Inorganic phosphate (Pi) uptake and translocation are crucial for plant growth and development, relying on plasma membrane targeting of PHOSPHATE TRANSPORTER1 (PHT1) transporters. The plant-specific endoplasmic reticulum (ER)-resident PHOSPHATE TRANSPORTER TRAFFIC FACILITATOR1 (PHF1) is structurally related to SEC12, which initiates the coat protein complex II (COPII) assembly as a guanine nucleotide exchange factor (GEF) by activating the small GTPase SAR1. In contrast, PHF1 loses the conserved catalytic residues critical for GEF activity and specifically assists the ER exit of the PHT1 transporters.
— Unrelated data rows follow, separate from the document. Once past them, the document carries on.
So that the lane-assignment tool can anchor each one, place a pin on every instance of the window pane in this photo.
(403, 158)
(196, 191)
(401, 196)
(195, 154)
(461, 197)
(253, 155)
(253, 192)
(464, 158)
However, the underlying molecular mechanism remains unknown. In this study, we showed that overexpression of Arabidopsis thaliana PHT1;1 ( At PHT1;1) in the tobacco transient expression system caused a portion of At PHF1 distribution into At SAR1b- and At SEC24a-labeled ER exit sites. We demonstrated that At PHF1 interacts with At SAR1b and At SAR1c based on the tripartite split-GFP association in agro-infiltrated tobacco leaves and verified this interaction using miniTurbo-based proximity labeling. We also confirmed its physiological relevance by co-immunoprecipitation of the endogenous At PHF1 with At SAR1c-GFP in Arabidopsis transgenic lines. Importantly, At PHF1 preferentially interacts with the GDP-locked At SAR1. Therefore, we propose that PHF1 interacts with the SAR1 GTPase to participate in the early step of COPII recruitment for the ER export of PHT1 transporters.